Reforms FAA’s ATC hiring process

The FAA extension includes a provision to reform the Air Traffic Controller (ATC) hiring process, ensuring that knowledge-based testing is used to identify qualified applicants. The provision helps to promote the Air Traffic-Collegiate Training Initiative (AT-CTI) program, developed in partnership with the FAA and 36 institutions, to include the University of Oklahoma and Tulsa Community College.

“On behalf of University of Oklahoma Outreach and our Department of Aviation, we want to thank Senator Inhofe for his assistance with the FAA extension bill and new language in favor of the value of FAA Air Traffic-Collegiate Initiative Training (AT-CTI) programs such as our OU program,” said James P. Pappas, Ph.D, vice president for University of Oklahoma Outreach & Dean of the College of Liberal Studies. “Having air traffic controllers who are collegiately trained provides a cadre of highly qualified candidates who possess the knowledge and leadership skills to move into supervisory and management roles in the air traffic system, airport management, and other aviation industry positions. By emphasizing applicants who have completed collegiate education with career specific ATC training, we ensure the highest level of safety for our citizens traveling within the National Airspace System.”

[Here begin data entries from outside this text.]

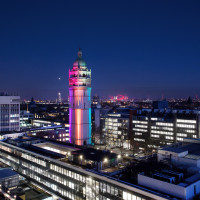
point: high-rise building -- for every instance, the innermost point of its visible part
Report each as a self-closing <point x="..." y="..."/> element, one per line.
<point x="9" y="113"/>
<point x="59" y="98"/>
<point x="80" y="102"/>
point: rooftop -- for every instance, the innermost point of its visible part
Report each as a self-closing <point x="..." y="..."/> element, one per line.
<point x="94" y="154"/>
<point x="7" y="172"/>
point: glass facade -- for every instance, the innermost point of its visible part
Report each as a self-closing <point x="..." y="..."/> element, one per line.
<point x="9" y="117"/>
<point x="67" y="181"/>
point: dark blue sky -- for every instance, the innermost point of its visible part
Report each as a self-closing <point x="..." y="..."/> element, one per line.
<point x="139" y="48"/>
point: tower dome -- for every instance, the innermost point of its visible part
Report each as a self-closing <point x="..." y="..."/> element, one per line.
<point x="79" y="62"/>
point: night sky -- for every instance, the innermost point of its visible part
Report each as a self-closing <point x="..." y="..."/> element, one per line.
<point x="138" y="48"/>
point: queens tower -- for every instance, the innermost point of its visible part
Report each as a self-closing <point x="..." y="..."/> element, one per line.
<point x="80" y="102"/>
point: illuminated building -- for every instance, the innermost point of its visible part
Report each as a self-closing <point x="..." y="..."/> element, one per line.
<point x="116" y="130"/>
<point x="47" y="166"/>
<point x="80" y="102"/>
<point x="164" y="127"/>
<point x="9" y="113"/>
<point x="59" y="98"/>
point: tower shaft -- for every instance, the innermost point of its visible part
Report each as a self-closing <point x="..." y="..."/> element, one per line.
<point x="80" y="102"/>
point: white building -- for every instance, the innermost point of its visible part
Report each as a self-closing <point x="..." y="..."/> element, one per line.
<point x="80" y="102"/>
<point x="9" y="113"/>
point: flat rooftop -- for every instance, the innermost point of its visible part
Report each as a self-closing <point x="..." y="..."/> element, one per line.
<point x="58" y="148"/>
<point x="192" y="148"/>
<point x="7" y="172"/>
<point x="95" y="155"/>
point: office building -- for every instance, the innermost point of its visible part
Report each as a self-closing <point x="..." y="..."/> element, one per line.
<point x="116" y="130"/>
<point x="9" y="113"/>
<point x="80" y="102"/>
<point x="184" y="180"/>
<point x="152" y="129"/>
<point x="48" y="167"/>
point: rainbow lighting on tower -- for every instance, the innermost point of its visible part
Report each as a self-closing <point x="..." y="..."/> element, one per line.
<point x="80" y="102"/>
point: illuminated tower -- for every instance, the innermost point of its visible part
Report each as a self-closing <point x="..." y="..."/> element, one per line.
<point x="59" y="98"/>
<point x="80" y="102"/>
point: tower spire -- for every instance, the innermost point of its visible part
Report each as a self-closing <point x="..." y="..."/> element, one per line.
<point x="79" y="53"/>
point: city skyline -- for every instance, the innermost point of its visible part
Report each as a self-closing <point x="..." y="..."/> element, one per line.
<point x="140" y="49"/>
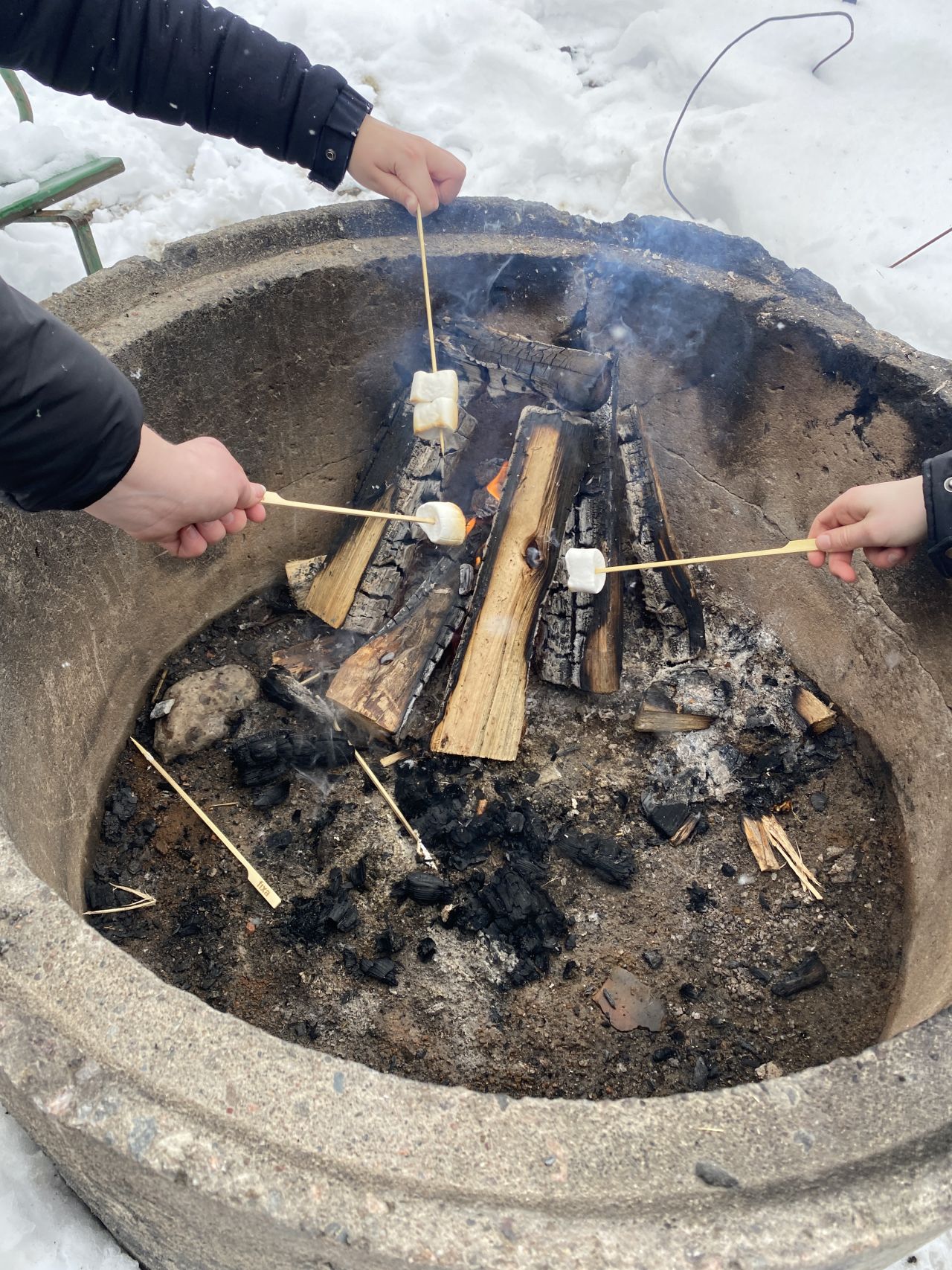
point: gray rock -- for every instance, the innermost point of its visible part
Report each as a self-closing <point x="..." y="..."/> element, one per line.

Contract Weather Observers 

H.R. 636 prevents FAA from ending Contract Weather Observers at certain airports, including Will Rogers World Airport and Tulsa International Airport, until October 2017. These observers are necessary to provide accurate and timely weather forecasts, which is of particular importance in Oklahoma where the weather changes quickly. The amendment also directs a study be done to determine the safety risks of ending these positions. This language is identical to amendment #3508, cosponsored by Inhofe and adopted to the FAA Reauthorization that passed the Senate on April 19

“I want to thank Senator Inhofe's support of FAA Reauthorization including the provision to retain Contract Weather Observers,” said Mark Kranenburg, director of Will Rogers World Airport. “Contract Weather Observers enhance the margin of safety by providing key ceiling and visibility information to air traffic controllers and pilots during inclement weather conditions.”